VMware Cloud Community
phuz
Enthusiast
Enthusiast

ESXI 6.0 on Intel NUC Crashing Randomly with Hardware Error

Over the past year, my VM box will crash at random times, sometimes months apart.  I was on 5.5 and now am running 6.0.  The NUC is a 5i7 with 32GB RAM and the datastore is on a Synology NAS.

When this crashes, for some reason I am unable to ping anything on my network.  As soon as the NUC is restarted, everything is fine.  It's strange, but I am more interested in tracking down why ESXi is crashing in the first place.

The PSOD tells me Machine Check Exception: Fatal MCE on PCPU3 in world 1388527:vmm0:Visual_

System has encountered a hardware error......

I have a VM named "Visual Studio 2012 - 32 bit" and I am only guessing that error is referring to that VM.

I've been playing with this for a while, but green when it comes to troubleshooting it.  Any help appreciated.  Thanks.

IMG_6301.JPG

0 Kudos
6 Replies
phuz
Enthusiast
Enthusiast

Would it be a good assumption that because my network becomes unusable when this happens, that this hardware fault is occurring in the network adapter?

0 Kudos
tophe75
Contributor
Contributor

Did you make a custom ESXi installer with the correct drivers for your NUC?
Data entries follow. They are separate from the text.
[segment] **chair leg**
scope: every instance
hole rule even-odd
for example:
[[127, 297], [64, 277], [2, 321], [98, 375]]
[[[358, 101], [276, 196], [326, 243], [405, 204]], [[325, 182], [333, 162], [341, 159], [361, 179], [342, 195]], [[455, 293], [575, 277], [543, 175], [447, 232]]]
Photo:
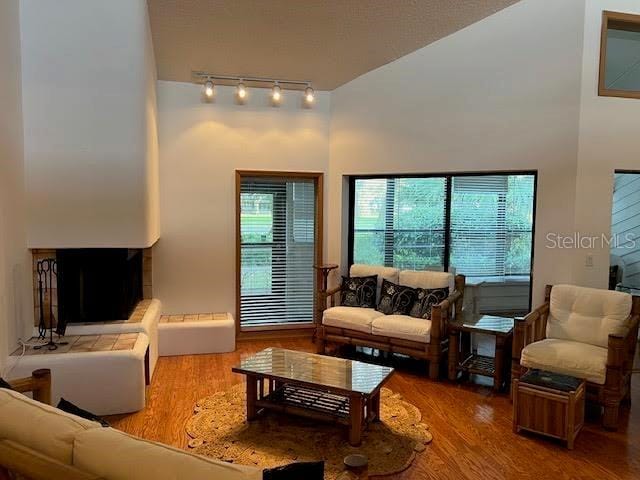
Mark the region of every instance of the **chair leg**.
[[605, 405], [604, 415], [602, 417], [602, 426], [607, 430], [618, 429], [618, 414], [620, 411], [620, 403]]
[[321, 336], [318, 336], [318, 338], [316, 338], [316, 353], [319, 353], [320, 355], [324, 355], [325, 352], [325, 341], [324, 338], [322, 338]]
[[440, 362], [435, 360], [429, 360], [429, 378], [431, 380], [438, 380], [440, 377]]

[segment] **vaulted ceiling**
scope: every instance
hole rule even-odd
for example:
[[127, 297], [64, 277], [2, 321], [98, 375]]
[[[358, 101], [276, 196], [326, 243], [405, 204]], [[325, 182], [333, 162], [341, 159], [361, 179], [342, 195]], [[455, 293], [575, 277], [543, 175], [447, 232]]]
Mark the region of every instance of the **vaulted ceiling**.
[[332, 90], [517, 0], [147, 0], [161, 80], [191, 72]]

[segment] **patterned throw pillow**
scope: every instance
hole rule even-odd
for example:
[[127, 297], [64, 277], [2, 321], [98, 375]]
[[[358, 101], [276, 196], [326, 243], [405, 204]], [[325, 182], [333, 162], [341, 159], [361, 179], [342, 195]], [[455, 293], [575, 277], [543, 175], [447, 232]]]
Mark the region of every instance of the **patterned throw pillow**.
[[378, 275], [342, 277], [340, 305], [344, 307], [375, 308]]
[[449, 287], [444, 288], [416, 288], [417, 298], [409, 310], [409, 315], [415, 318], [431, 320], [431, 306], [446, 300]]
[[383, 280], [380, 301], [376, 310], [385, 315], [406, 315], [415, 300], [415, 289]]

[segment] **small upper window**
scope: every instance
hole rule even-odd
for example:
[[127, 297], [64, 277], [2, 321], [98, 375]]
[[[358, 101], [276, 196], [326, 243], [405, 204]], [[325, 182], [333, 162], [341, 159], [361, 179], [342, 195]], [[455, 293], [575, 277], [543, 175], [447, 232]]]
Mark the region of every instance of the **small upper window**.
[[640, 98], [640, 15], [603, 12], [598, 94]]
I run a lab on 5.5 but I made a custom ISO with drivers that will fit the NUC as it was very unstable with the "standard" ISO installer.
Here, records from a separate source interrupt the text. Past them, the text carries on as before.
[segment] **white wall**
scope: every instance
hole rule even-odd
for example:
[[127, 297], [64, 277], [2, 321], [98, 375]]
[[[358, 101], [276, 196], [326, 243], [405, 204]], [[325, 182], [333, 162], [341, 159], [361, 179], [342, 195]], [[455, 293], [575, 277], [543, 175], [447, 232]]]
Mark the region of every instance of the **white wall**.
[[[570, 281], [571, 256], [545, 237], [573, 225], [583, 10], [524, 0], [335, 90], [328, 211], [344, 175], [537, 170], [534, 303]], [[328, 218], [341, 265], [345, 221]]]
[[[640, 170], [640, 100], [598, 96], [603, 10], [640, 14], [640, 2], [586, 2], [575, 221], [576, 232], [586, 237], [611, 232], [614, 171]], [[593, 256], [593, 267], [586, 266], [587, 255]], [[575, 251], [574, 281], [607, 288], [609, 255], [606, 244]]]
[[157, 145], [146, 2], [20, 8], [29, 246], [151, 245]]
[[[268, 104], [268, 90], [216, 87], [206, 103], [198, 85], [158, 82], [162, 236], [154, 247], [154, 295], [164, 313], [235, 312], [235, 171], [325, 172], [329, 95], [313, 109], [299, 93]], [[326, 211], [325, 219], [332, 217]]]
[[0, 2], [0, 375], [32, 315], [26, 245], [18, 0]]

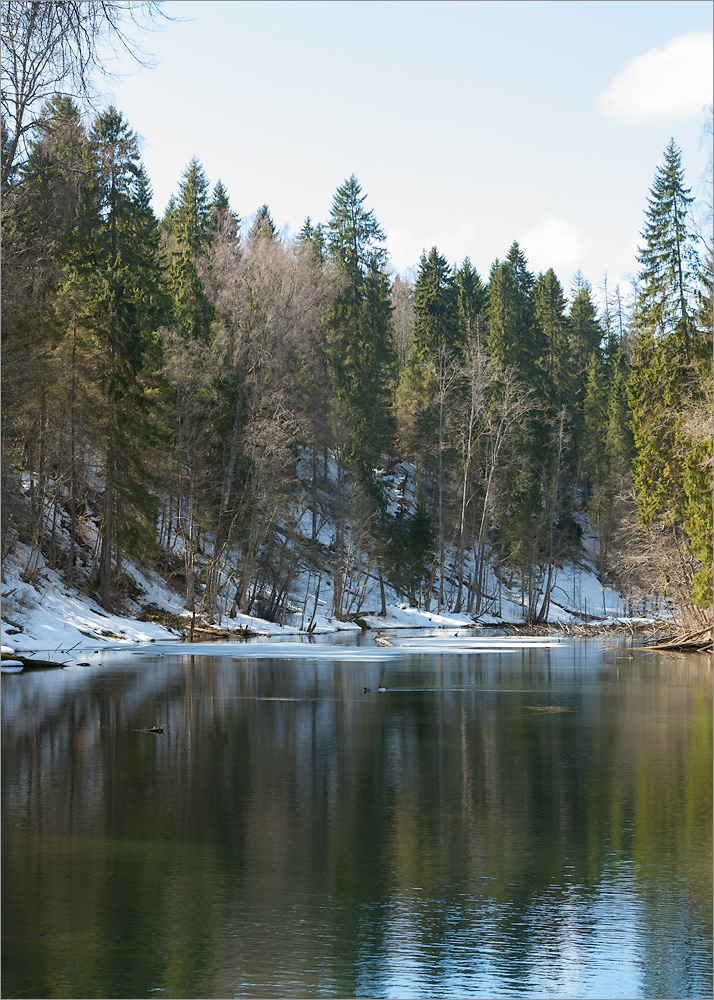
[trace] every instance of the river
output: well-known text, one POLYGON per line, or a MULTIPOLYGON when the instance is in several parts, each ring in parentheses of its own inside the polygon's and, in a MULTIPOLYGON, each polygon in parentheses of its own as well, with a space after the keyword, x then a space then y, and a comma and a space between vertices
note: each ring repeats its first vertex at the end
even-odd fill
POLYGON ((711 659, 394 641, 3 676, 2 996, 711 996, 711 659))

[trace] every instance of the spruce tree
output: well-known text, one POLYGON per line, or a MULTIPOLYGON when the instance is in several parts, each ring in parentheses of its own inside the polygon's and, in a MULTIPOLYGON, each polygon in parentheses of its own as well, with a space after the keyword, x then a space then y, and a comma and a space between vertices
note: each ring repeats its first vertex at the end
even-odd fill
POLYGON ((539 274, 534 282, 533 311, 537 342, 543 352, 539 359, 544 374, 542 393, 551 411, 557 412, 572 401, 573 365, 565 295, 553 268, 539 274))
POLYGON ((322 223, 318 222, 313 226, 308 215, 298 233, 297 242, 299 246, 309 248, 311 261, 317 267, 322 267, 327 259, 327 242, 322 223))
POLYGON ((328 316, 329 356, 349 464, 365 481, 393 436, 390 411, 396 367, 389 283, 382 270, 384 233, 364 207, 352 175, 335 194, 327 246, 337 293, 328 316))
POLYGON ((700 561, 690 599, 702 607, 711 604, 711 535, 705 527, 711 522, 711 411, 703 435, 692 428, 711 398, 711 317, 696 322, 691 202, 672 140, 655 174, 642 232, 629 398, 639 520, 647 529, 668 529, 679 553, 700 561))
MULTIPOLYGON (((2 206, 2 525, 6 530, 12 520, 27 530, 33 539, 30 561, 43 525, 43 492, 51 489, 56 513, 72 480, 68 438, 76 410, 72 361, 64 348, 68 328, 73 337, 74 327, 63 306, 63 288, 68 261, 86 253, 98 222, 79 109, 69 98, 55 97, 42 110, 27 159, 14 171, 2 206), (21 465, 30 484, 31 527, 16 478, 21 465)), ((72 442, 73 447, 74 437, 72 442)), ((72 536, 74 524, 72 517, 72 536)))
POLYGON ((461 339, 465 344, 486 343, 486 288, 468 257, 454 272, 461 339))
POLYGON ((639 306, 642 325, 655 341, 675 338, 686 363, 691 355, 696 284, 696 255, 687 223, 692 201, 684 185, 682 154, 671 139, 647 199, 644 244, 638 254, 639 306))
POLYGON ((600 354, 603 330, 592 300, 592 287, 580 272, 575 276, 568 315, 568 334, 573 359, 573 375, 578 397, 583 398, 586 371, 593 354, 600 354))
POLYGON ((421 256, 412 302, 415 354, 425 359, 442 346, 452 351, 463 346, 458 287, 446 258, 436 247, 421 256))
POLYGON ((397 408, 402 445, 424 465, 437 433, 435 366, 463 348, 458 287, 436 247, 422 253, 412 294, 413 342, 399 380, 397 408))
POLYGON ((534 339, 534 281, 518 243, 504 261, 494 262, 488 281, 488 353, 501 368, 512 365, 529 385, 543 354, 534 339))
POLYGON ((690 380, 693 257, 681 154, 671 140, 648 198, 638 259, 640 294, 630 379, 637 502, 642 524, 681 523, 684 491, 677 421, 690 380))
POLYGON ((156 329, 162 312, 158 225, 138 143, 115 109, 99 115, 90 134, 98 177, 101 225, 92 268, 78 274, 80 320, 97 344, 103 430, 104 503, 97 574, 99 599, 111 603, 113 563, 122 536, 151 517, 147 433, 158 367, 156 329))
POLYGON ((178 196, 169 201, 162 229, 168 235, 166 283, 172 325, 185 339, 206 342, 213 310, 203 290, 198 262, 213 233, 212 205, 208 180, 196 157, 184 170, 178 196))
POLYGON ((248 242, 257 244, 261 240, 274 240, 278 235, 275 223, 267 205, 261 205, 255 214, 253 225, 248 233, 248 242))

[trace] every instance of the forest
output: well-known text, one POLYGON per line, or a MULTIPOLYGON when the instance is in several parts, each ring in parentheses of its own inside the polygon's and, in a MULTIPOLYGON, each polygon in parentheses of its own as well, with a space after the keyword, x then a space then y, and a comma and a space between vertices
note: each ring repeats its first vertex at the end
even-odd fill
POLYGON ((286 620, 306 574, 338 620, 372 585, 478 617, 507 583, 538 624, 585 515, 633 607, 710 620, 712 249, 674 139, 634 290, 596 294, 516 242, 488 275, 437 247, 397 275, 355 176, 289 236, 196 157, 158 218, 120 110, 18 108, 2 554, 26 581, 48 565, 118 608, 146 565, 207 621, 286 620))

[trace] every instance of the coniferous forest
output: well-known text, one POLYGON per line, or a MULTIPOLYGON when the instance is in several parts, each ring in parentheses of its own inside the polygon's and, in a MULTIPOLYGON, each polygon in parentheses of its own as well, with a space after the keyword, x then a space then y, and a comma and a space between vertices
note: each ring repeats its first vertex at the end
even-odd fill
POLYGON ((407 280, 354 176, 287 237, 194 158, 157 218, 119 109, 50 87, 21 113, 17 86, 2 545, 28 581, 50 565, 120 607, 146 565, 208 620, 273 621, 306 573, 343 620, 368 581, 475 616, 507 583, 537 624, 587 515, 633 608, 710 617, 712 254, 674 139, 633 292, 564 287, 516 242, 482 275, 431 247, 407 280))

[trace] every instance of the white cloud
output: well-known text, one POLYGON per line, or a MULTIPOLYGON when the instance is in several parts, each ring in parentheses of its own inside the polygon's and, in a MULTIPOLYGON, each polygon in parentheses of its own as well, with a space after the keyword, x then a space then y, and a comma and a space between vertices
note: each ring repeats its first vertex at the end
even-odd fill
POLYGON ((583 268, 586 245, 577 226, 558 215, 544 215, 518 236, 531 271, 552 267, 567 288, 573 274, 583 268))
POLYGON ((712 35, 691 32, 636 56, 600 98, 606 118, 625 125, 694 118, 712 103, 712 35))

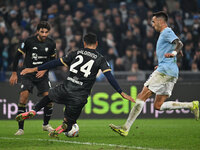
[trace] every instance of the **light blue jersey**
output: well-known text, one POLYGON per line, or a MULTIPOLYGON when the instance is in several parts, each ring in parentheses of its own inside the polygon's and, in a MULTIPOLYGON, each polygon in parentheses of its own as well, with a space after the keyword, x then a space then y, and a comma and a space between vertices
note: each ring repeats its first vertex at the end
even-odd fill
POLYGON ((166 53, 172 53, 175 49, 175 44, 172 44, 175 39, 178 39, 178 37, 169 27, 160 33, 156 44, 156 55, 158 58, 157 71, 169 76, 178 77, 179 69, 176 64, 176 57, 165 58, 166 53))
A good place to start is: http://tekhead.it/2013/01/nanolab-running-vmware-vsphere-on-intel-nuc-part-2-2/

this addresses the how to build a custom ESXi ISO

0 Kudos
phuz
Enthusiast
Enthusiast

I forget what site I found the info for ESXi/NUC, but I did use "VMware-VMvisor-Installer-6.0.0-2494585.x86_64.iso" and "ESXi-Customizer-v2.7.2".  I don't remember doing anything with the drivers though.  I'll check out that page.

I had another crash yesterday morning and once again, it takes down my entire wired network.  (can't ping other devices)

0 Kudos
phuz
Enthusiast
Enthusiast

In fact, here's the bundle I used:

sata-xahci-1.28-1.x86_64.vib

0 Kudos
phuz
Enthusiast
Enthusiast

According to virten.net (ESXi 6.0 Image for Intel NUC | Virten.net), the drivers are already included. 

I am using VMXNET 3 for all my VMs.  Should I be using E1000 instead?

0 Kudos
mazsola2k
Contributor
Contributor

had similar sympthons both with ESX 6.0 and ESX 6.5: got hardware error messages randomly for: disk/ local bootable pendrive + hba/iscsi also, especially when I had strong I/O on the server.

The root cause was faulty memory modules in the motherboard, replaced the memory and now no problems.

0 Kudos